Rolls Royce, a bastion of British industry and a marque associated with quality and prestige, suffered a blow to its reputation when it was announced that it had operated in a way that supported bribery and corruption over a period of 24 years.
Yet earlier this year, they were offered a Deferred Prosecution Agreement (DPA) by the Serious Fraud Office (SFO) which, so long as they comply with the specific conditions agreed, will exempt the company from prosecution relating to these charges.
However, with an associated price tag amounting to £497m in UK fines and charges, any company thinking that the Rolls Royce case is one to be copied would do well to first do their homework.
Simply, DPAs are not raffle tickets that the SFO hands out lightly. In making its decision to take this course of action, it will have considered what was in the best interests of justice; how cooperative the company in question was; the steps being taken to ensure future compliance through changes to the corporate culture and leadership; and what other implications, including those of cost, bringing a prosecution could lead to.

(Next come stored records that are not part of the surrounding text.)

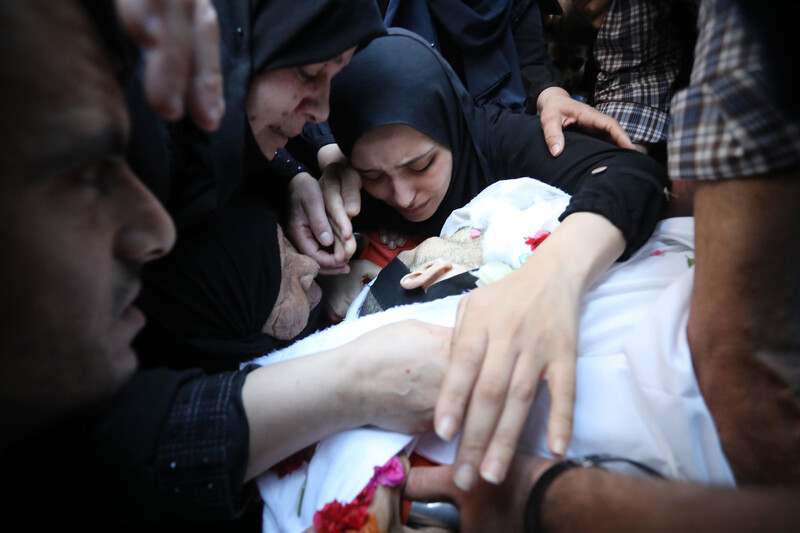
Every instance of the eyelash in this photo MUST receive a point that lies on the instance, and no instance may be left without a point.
(426, 167)
(305, 77)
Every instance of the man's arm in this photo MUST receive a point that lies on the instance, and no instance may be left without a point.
(593, 499)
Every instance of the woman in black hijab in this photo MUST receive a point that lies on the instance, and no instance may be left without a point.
(278, 58)
(422, 146)
(223, 297)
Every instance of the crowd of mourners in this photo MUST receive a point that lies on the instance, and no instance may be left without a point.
(189, 185)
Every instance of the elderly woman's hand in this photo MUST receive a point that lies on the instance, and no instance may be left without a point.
(341, 290)
(513, 333)
(309, 227)
(341, 186)
(181, 39)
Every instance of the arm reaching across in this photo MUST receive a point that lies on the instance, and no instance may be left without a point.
(558, 110)
(511, 334)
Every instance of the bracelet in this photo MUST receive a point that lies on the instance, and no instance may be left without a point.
(533, 511)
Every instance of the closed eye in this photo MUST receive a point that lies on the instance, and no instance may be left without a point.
(425, 166)
(305, 77)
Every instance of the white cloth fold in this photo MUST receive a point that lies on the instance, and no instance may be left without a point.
(636, 391)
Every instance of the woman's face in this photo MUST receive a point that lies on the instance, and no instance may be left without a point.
(281, 101)
(298, 295)
(404, 168)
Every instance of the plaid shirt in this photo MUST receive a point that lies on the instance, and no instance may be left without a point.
(638, 52)
(726, 124)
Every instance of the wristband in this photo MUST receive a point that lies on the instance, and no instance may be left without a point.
(533, 511)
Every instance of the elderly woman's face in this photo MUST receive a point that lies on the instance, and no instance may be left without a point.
(280, 102)
(298, 295)
(404, 168)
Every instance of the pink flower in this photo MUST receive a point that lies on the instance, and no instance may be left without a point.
(391, 474)
(337, 517)
(537, 239)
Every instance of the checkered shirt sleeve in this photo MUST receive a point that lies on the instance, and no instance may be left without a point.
(639, 58)
(727, 124)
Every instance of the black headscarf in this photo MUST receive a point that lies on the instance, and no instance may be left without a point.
(291, 33)
(475, 37)
(209, 298)
(400, 79)
(194, 172)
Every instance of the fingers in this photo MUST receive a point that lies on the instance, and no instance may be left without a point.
(168, 63)
(313, 206)
(205, 99)
(486, 406)
(392, 239)
(430, 483)
(467, 349)
(183, 63)
(521, 392)
(560, 378)
(553, 133)
(351, 190)
(334, 206)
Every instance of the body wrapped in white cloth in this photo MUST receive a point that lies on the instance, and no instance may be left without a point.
(636, 393)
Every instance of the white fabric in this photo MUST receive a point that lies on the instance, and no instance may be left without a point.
(636, 391)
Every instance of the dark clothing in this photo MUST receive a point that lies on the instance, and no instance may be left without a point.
(399, 79)
(194, 173)
(214, 290)
(170, 449)
(476, 40)
(537, 69)
(173, 448)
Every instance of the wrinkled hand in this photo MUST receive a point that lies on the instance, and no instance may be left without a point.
(558, 110)
(487, 507)
(181, 38)
(391, 238)
(341, 186)
(341, 290)
(508, 336)
(398, 371)
(309, 228)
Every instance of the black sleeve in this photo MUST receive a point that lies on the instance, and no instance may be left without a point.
(538, 71)
(317, 135)
(173, 450)
(624, 186)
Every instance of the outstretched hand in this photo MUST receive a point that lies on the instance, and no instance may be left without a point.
(513, 333)
(503, 344)
(488, 507)
(181, 40)
(558, 110)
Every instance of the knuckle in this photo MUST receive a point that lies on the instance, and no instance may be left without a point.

When the DPA was offered to Rolls Royce, it was done so in the knowledge that whilst the offences were extremely serious, Rolls Royce had themselves played a major part in the investigation and their own internal investigation had, in fact, uncovered considerably more wrong-doing than was originally alleged – something which they provided full disclosure of.
Rolls Royce additionally put in place stringent new compliance procedures; conducted disciplinary proceedings in respect of 38 employees and entirely changed its personnel at Board and Senior Management level.
Had the DPA not been agreed and a conviction been secured, it is highly likely that Rolls Royce would have been unable to continue trading. This would have had a far greater impact on the UK defence sector and wider economy, as well as costing the UK tax payer, than was deemed appropriate.
Simply, the level of cooperation demonstrated by Rolls Royce and the costs that they incurred were such that, when viewed alongside the improvements to corporate governance that had been introduced, it was deemed that they simply could not have done any more.
This was only the third DPA to ever be authorised and the SFO has indicated that it will be more prepared to consider them in the future. This should not, however, be taken as a ‘get out of jail free’ card for any company or organisation facing such allegations.
Of course, the best advice any business can take from the Rolls Royce case is simply to not commit bribery or corruption offences in the first place! Should your company, however, find itself facing such allegations - whether well-founded or not – it is vital to treat them with the utmost gravity and immediately launch a full and thorough internal investigation. Cooperation with the authorities is an absolute must and you should be prepared for a comprehensive change to your business’s culture and personnel.
Whilst Rolls Royce found itself facing these charges due to likely malpractice over several decades, its cooperation, willingness to self-investigate and the introduction of radical improvements (not to mention significant financial penalties) were what ultimately saved it from its likely demise.
All corporates would do well to remember this.